Great. Thanks Lifeng.

> The adaptation of ACPI LPI states is shown below as a patch. Feel free to
> include this patch as part of your series, or I can also send it out after
> your series being merged.

Ah, so polling for the regular ACPI driver.
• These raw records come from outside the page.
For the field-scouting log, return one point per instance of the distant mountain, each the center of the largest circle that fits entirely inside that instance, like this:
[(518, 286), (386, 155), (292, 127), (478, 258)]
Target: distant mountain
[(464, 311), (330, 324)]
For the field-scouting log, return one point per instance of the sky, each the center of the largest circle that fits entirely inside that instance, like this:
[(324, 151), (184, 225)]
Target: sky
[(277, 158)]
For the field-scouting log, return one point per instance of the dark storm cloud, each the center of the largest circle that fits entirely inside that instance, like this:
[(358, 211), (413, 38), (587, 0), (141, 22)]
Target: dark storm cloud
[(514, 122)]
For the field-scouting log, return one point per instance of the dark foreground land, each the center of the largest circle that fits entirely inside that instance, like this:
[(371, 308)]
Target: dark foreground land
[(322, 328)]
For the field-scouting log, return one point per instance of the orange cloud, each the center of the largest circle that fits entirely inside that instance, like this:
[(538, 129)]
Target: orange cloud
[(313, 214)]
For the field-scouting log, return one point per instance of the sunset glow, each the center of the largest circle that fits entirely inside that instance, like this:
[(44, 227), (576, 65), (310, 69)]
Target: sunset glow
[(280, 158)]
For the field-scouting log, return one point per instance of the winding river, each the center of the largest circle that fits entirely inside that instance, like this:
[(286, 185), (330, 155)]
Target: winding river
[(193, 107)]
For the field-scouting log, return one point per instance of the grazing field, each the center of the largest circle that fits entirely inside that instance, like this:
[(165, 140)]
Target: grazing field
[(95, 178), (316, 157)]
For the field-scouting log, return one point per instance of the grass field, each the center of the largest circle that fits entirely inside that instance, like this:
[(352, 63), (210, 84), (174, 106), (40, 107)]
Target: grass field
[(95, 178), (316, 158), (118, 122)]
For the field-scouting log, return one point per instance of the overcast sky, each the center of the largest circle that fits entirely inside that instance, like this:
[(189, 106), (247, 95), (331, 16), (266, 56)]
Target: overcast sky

From a quick look the
patch looks good but this series is mostly focused on haltpoll so I
think this patch can go in after.

Please Cc me when you send it.

Thanks
Ankur

> From: Lifeng Zheng <zhenglifeng1@xxxxxxxxxx>
>
> ACPI: processor_idle: Support polling state for LPI
>
> Initialize an optional polling state besides LPI states.
>
> Wrap up a new enter method to correctly reflect the actual entered state
> when the polling state is enabled.
>
> Signed-off-by: Lifeng Zheng <zhenglifeng1@xxxxxxxxxx>
> Reviewed-by: Jie Zhan <zhanjie9@xxxxxxxxxxxxx>
> ---
> drivers/acpi/processor_idle.c | 39 ++++++++++++++++++++++++++++++-----
> 1 file changed, 34 insertions(+), 5 deletions(-)
>
> diff --git a/drivers/acpi/processor_idle.c b/drivers/acpi/processor_idle.c
> index 44096406d65d..d154b5d77328 100644
> --- a/drivers/acpi/processor_idle.c
> +++ b/drivers/acpi/processor_idle.c
> @@ -1194,20 +1194,46 @@ static int acpi_idle_lpi_enter(struct cpuidle_device *dev,
> return -EINVAL;
> }
>
> +/* To correctly reflect the entered state if the poll state is enabled. */
> +static int acpi_idle_lpi_enter_with_poll_state(struct cpuidle_device *dev,
> + struct cpuidle_driver *drv, int index)
> +{
> + int entered_state;
> +
> + if (unlikely(index < 1))
> + return -EINVAL;
> +
> + entered_state = acpi_idle_lpi_enter(dev, drv, index - 1);
> + if (entered_state < 0)
> + return entered_state;
> +
> + return entered_state + 1;
> +}
> +
> static int acpi_processor_setup_lpi_states(struct acpi_processor *pr)
> {
> - int i;
> + int i, count;
> struct acpi_lpi_state *lpi;
> struct cpuidle_state *state;
> struct cpuidle_driver *drv = &acpi_idle_driver;
> + typeof(state->enter) enter_method;
>
> if (!pr->flags.has_lpi)
> return -EOPNOTSUPP;
>
> + if (IS_ENABLED(CONFIG_ARCH_HAS_OPTIMIZED_POLL)) {
> + cpuidle_poll_state_init(drv);
> + count = 1;
> + enter_method = acpi_idle_lpi_enter_with_poll_state;
> + } else {
> + count = 0;
> + enter_method = acpi_idle_lpi_enter;
> + }
> +
> for (i = 0; i < pr->power.count && i < CPUIDLE_STATE_MAX; i++) {
> lpi = &pr->power.lpi_states[i];
>
> - state = &drv->states[i];
> + state = &drv->states[count];
> snprintf(state->name, CPUIDLE_NAME_LEN, "LPI-%d", i);
> strscpy(state->desc, lpi->desc, CPUIDLE_DESC_LEN);
> state->exit_latency = lpi->wake_latency;
> @@ -1215,11 +1241,14 @@ static int acpi_processor_setup_lpi_states(struct acpi_processor *pr)
> state->flags |= arch_get_idle_state_flags(lpi->arch_flags);
> if (i != 0 && lpi->entry_method == ACPI_CSTATE_FFH)
> state->flags |= CPUIDLE_FLAG_RCU_IDLE;
> - state->enter = acpi_idle_lpi_enter;
> - drv->safe_state_index = i;
> + state->enter = enter_method;
> + drv->safe_state_index = count;
> + count++;
> + if (count == CPUIDLE_STATE_MAX)
> + break;
> }
>
> - drv->state_count = i;
> + drv->state_count = count;
>
> return 0;
> }


--
ankur